Introduction protocol


Safety

  • Genetic (ask for "wrapper of Form Z" for each new project - to describe GMOs
  • Chemical (corrosion, toxic)
  • Laser (mirrors, opening boxes, etc)

Booking

  • Log-book writing (can refer to formblatt Z excerpt/number)
  • Booking policies (website: 3 h slots, 4-wk in advance max)

Sample

What is your sample? What are you interested in visualising?

Incubator

  • we keep it at 21.5C, all the time (do not leave it open!)
  • other cooling: right-side of the table = 17C, 24/7 for the objective turret
  • leave coolings on

Switch-on

  • Pause between buttons, do you need the fluorescent lamp?

Log-in

  • TCS user - machine - DMI8 stage
  • Generally non-active (but optionally on):
  • Resonant scanner (greatly increase scan speed), STED (high resolution), AFC (adaptive focus control - good for keeping time course in focus)
  • Initialize table (for multiple locations imaging; raise microscope arm first, objectives go down automatically)

Working distance

The 100x objective, NA=1.40, works very close to the coverslip

Software - lasers

  • Laser config: STED vs. non-STED
  • Which lasers do we have?

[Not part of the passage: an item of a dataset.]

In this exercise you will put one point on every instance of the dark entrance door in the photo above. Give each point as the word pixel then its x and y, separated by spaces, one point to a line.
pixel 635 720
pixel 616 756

What do they do? WLL (pulsed, pick wavelength, gating), Argon (more powerful, fan cooling)
  • How to switch them off (especially Argon)
  • The fluorescent lamp needs at least 30 minutes between off-on

Touch panel

  • Objective switching, fluorecent light / cubes on-off, pick, transmitted light
  • Immersion of objectives: which one to choose?
  • Save positions using touch pad: working/safe positions. Careful not to crash automatically...

Rotary knobs

Rotary knobs on the touch pad and microscope - rotate away from you = move objective closer to sample

Table inlet

  • Is for fine z-adjustments, eg. active when xz-scanning
  • Do not lean on, or push down hard on!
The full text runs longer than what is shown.